# Formulardaten werden nicht richtig übergeben



## dreggert (3. April 2012)

Hallo ich habe ein kleines Problem zu dem ich schon gegooglet habe aber nicht fündig geworden bin.

Ich habe ein kleines Programm im PHP gebaut, mit dem man Mietverträge erstellen kann. Das hat bis jetzt auch super funktioniert. Gestern ist mir dann aufgefallen, wenn ich die Strasse mit dem "ß" eingebe und dann das Formular abschicke, wird in dem erstellten PDF dann nur Strae geschrieben. Hab schon diverse Codierungen wie ISO 8895-15, UTF-8 usw. ausprobiert, aber ohne Erfolg. Das einzige was sich geändert hatte war, das immer wieder andere Zeichen dort statt dem ß standen.

In den Begeleitschreiben, welche automatisch mitgeneriert werden werden die "ß" aber sauber dargestellt.

Deswegen meine Vermutung, dass es mit dem Formular und der Übergabe zu tun hat. 

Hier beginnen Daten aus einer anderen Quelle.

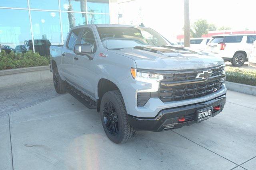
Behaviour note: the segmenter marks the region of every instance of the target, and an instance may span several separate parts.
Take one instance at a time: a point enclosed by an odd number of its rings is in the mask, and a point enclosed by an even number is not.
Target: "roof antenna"
[[[143,23],[142,22],[140,23],[140,25],[139,25],[139,26],[142,27],[145,27],[145,25],[144,25],[144,24],[143,24]]]

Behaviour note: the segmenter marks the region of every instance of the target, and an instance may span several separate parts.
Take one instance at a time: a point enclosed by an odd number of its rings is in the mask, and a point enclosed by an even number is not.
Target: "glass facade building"
[[[109,0],[0,0],[1,49],[48,55],[72,27],[109,23]]]

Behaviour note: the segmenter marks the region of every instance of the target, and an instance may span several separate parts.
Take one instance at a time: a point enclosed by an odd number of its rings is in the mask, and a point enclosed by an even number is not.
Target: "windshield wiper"
[[[108,49],[108,50],[120,50],[122,49],[125,49],[126,48],[114,48],[114,49],[109,49],[108,48],[106,48],[107,49]]]

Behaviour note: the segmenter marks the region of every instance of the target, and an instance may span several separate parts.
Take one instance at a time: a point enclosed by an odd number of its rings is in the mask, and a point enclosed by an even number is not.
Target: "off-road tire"
[[[244,63],[246,57],[242,53],[238,53],[235,54],[231,60],[231,63],[233,66],[240,67]]]
[[[104,106],[111,102],[115,109],[114,113],[117,115],[118,129],[115,135],[110,133],[104,122]],[[128,121],[124,100],[119,90],[107,92],[103,95],[100,103],[100,118],[104,131],[108,138],[116,143],[125,143],[130,141],[134,136],[136,131],[133,129]],[[105,119],[106,120],[106,119]]]
[[[53,79],[53,84],[56,92],[60,94],[66,93],[66,84],[65,82],[60,78],[57,67],[55,67],[53,69],[52,78]]]

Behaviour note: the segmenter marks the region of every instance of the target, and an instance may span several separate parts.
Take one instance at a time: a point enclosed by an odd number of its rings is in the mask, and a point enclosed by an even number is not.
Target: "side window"
[[[246,43],[248,44],[252,44],[256,40],[256,35],[248,35]]]
[[[226,36],[224,37],[224,43],[240,43],[243,35]]]
[[[76,29],[72,31],[68,42],[68,48],[74,49],[75,45],[77,44],[77,40],[79,36],[80,30],[80,29]]]
[[[95,39],[92,31],[90,28],[85,28],[84,29],[82,35],[81,44],[92,46],[92,51],[93,52],[96,50]]]
[[[190,39],[190,44],[199,44],[203,41],[203,39]]]

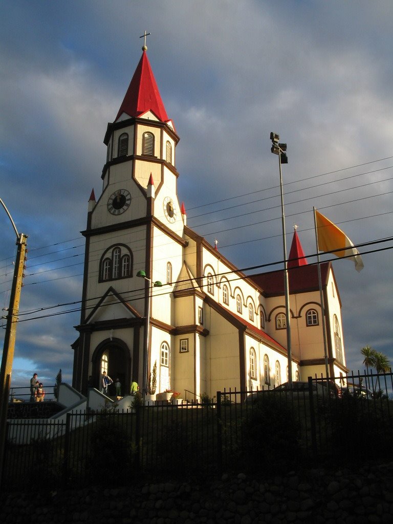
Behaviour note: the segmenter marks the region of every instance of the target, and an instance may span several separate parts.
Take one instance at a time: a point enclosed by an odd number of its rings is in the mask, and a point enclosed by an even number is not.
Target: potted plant
[[[149,376],[149,387],[146,395],[146,400],[148,403],[153,404],[156,400],[156,389],[157,389],[157,361],[154,363],[152,373]]]
[[[171,397],[171,402],[175,406],[177,406],[178,404],[182,403],[183,399],[180,398],[180,394],[178,391],[172,391],[172,397]]]

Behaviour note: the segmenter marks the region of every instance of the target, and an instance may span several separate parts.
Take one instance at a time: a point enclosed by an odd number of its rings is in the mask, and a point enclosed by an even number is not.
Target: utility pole
[[[17,236],[16,245],[18,249],[15,260],[11,288],[11,296],[9,299],[9,307],[7,315],[7,325],[4,337],[4,346],[3,350],[2,367],[0,372],[0,486],[1,486],[3,468],[4,464],[4,450],[6,438],[7,412],[8,408],[8,397],[11,384],[11,373],[14,361],[14,351],[15,347],[16,335],[16,323],[18,321],[19,303],[20,299],[20,290],[22,288],[24,270],[27,252],[27,235],[18,233],[14,221],[11,218],[4,203],[0,199],[1,204],[8,215],[15,231]]]

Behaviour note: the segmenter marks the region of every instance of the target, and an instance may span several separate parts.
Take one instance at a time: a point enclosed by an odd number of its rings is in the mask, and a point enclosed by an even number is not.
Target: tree
[[[368,376],[368,368],[375,367],[375,350],[373,350],[371,346],[367,345],[362,347],[361,353],[364,357],[363,364],[366,366],[367,369],[367,378],[368,380],[368,389],[370,388],[370,377]]]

Hat jemand eine Idee, oder könnte mir einer einen Tipp geben, wie ich das abfangen kann?


----------



## ComFreek (3. April 2012)

Mit welcher Software Bibliothek erstellst du denn deine PDF-Datei? Vielleicht liegt es daran.


----------



## dreggert (3. April 2012)

Ich habe FPDF15 bei mir auf dem Server installiert.


----------



## ComFreek (3. April 2012)

Ich habe gestern das gleiche Problem mit FPDF gehabt.

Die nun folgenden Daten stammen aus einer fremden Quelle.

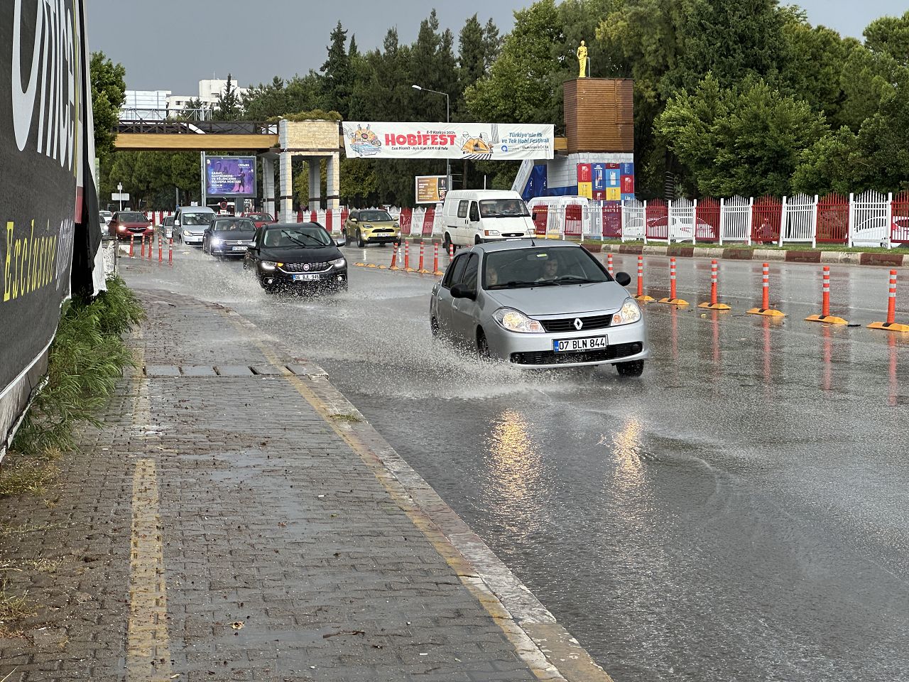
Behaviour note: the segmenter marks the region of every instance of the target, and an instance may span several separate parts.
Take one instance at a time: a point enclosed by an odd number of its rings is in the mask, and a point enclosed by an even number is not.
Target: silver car
[[[521,239],[459,254],[433,287],[434,336],[527,367],[615,365],[639,376],[649,357],[641,308],[626,273],[578,244]]]

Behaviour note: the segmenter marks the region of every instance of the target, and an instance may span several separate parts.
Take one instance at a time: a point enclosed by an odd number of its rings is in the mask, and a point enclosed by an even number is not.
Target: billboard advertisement
[[[445,176],[417,176],[416,203],[438,204],[445,201],[447,191]]]
[[[50,7],[0,3],[0,459],[41,384],[61,306],[105,286],[85,8]]]
[[[205,156],[205,195],[255,196],[255,156]]]
[[[347,158],[550,159],[552,125],[504,123],[345,121]]]

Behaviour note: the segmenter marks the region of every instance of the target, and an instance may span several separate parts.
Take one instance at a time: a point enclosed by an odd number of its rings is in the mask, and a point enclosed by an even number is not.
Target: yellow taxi
[[[344,224],[347,241],[357,246],[367,244],[391,244],[401,237],[401,226],[388,211],[367,208],[351,211]]]

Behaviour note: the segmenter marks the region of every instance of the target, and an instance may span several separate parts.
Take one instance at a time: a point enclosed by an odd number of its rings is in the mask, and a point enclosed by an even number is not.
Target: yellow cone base
[[[909,332],[909,325],[900,325],[894,322],[888,325],[886,322],[872,322],[868,325],[869,329],[884,329],[888,332]]]
[[[809,315],[804,318],[805,322],[825,322],[828,325],[848,325],[849,323],[842,317],[833,315]]]
[[[752,308],[751,310],[745,311],[751,315],[764,315],[767,317],[785,317],[785,313],[781,313],[779,310],[774,310],[773,308]]]

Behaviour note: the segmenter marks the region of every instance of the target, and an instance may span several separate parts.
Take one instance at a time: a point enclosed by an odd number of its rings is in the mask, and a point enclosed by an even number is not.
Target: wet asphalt
[[[351,266],[346,294],[275,297],[239,261],[175,260],[124,272],[325,367],[617,682],[909,679],[909,335],[864,327],[884,319],[887,268],[831,266],[831,312],[854,325],[832,326],[803,320],[820,266],[771,264],[777,320],[744,312],[760,263],[719,261],[719,313],[694,305],[710,261],[679,258],[693,305],[647,305],[653,359],[628,380],[435,341],[431,276]],[[636,257],[614,261],[634,289]],[[646,293],[668,295],[668,258],[644,263]]]

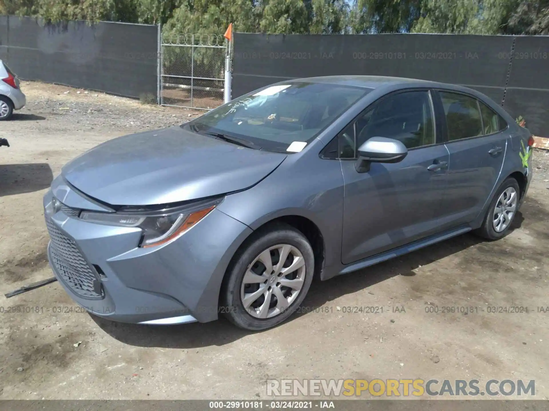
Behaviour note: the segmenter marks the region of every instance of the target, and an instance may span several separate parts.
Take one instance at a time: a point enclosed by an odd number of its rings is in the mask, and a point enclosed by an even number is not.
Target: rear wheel
[[[314,267],[312,248],[301,232],[283,224],[266,227],[236,256],[224,283],[221,311],[241,328],[274,327],[305,298]]]
[[[13,114],[13,103],[7,97],[0,95],[0,121],[9,120]]]
[[[518,210],[520,190],[517,180],[509,177],[502,183],[488,208],[482,226],[475,233],[496,240],[505,236]]]

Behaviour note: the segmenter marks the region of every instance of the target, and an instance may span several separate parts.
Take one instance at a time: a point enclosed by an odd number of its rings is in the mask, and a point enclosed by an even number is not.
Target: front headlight
[[[83,211],[80,218],[90,222],[122,227],[138,227],[143,230],[139,246],[159,246],[175,239],[205,217],[221,202],[221,198],[156,212],[97,213]]]

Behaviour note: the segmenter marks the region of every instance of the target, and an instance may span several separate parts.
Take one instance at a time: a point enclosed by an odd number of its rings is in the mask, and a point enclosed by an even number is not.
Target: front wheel
[[[312,281],[315,256],[299,231],[278,224],[253,235],[235,256],[222,290],[221,311],[251,330],[280,324],[301,304]]]
[[[520,190],[517,180],[509,177],[502,183],[488,208],[484,221],[475,232],[489,240],[505,236],[518,210]]]

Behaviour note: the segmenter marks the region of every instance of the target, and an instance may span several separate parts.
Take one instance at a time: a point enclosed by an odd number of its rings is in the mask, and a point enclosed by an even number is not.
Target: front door
[[[372,163],[366,173],[356,171],[354,159],[341,160],[345,182],[343,264],[439,231],[438,208],[446,189],[449,159],[444,144],[437,144],[435,130],[429,92],[414,90],[383,98],[340,136],[344,145],[354,139],[356,147],[372,137],[393,138],[409,150],[401,162]]]
[[[507,150],[507,124],[483,102],[466,94],[439,90],[450,153],[448,189],[442,198],[442,229],[470,222],[495,186]]]

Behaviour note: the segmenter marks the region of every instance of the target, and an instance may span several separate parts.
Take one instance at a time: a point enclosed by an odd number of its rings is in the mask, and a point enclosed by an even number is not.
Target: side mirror
[[[358,173],[367,173],[371,163],[398,163],[408,154],[401,142],[385,137],[372,137],[358,147],[355,168]]]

Da ich allerdings momentan an was anderem arbeite, konnte ich nicht nach einer Lösung suchen.
Aber ich denke, dass ich auf TCPDF umsteigen werden, da es wesentlich mehr zu bieten hat und definitiv UTF-8 unterstützt, siehe TCPDF-Homepage.

Ansonsten könntest du mal auf die Version 1.7 (http://fpdf.org/) aktualisieren.


----------



## dreggert (3. April 2012)

Das habe ich mir auch schon gedacht und gerade auf 1.7 umgestiegen, aber gleiches Ergebnis.


----------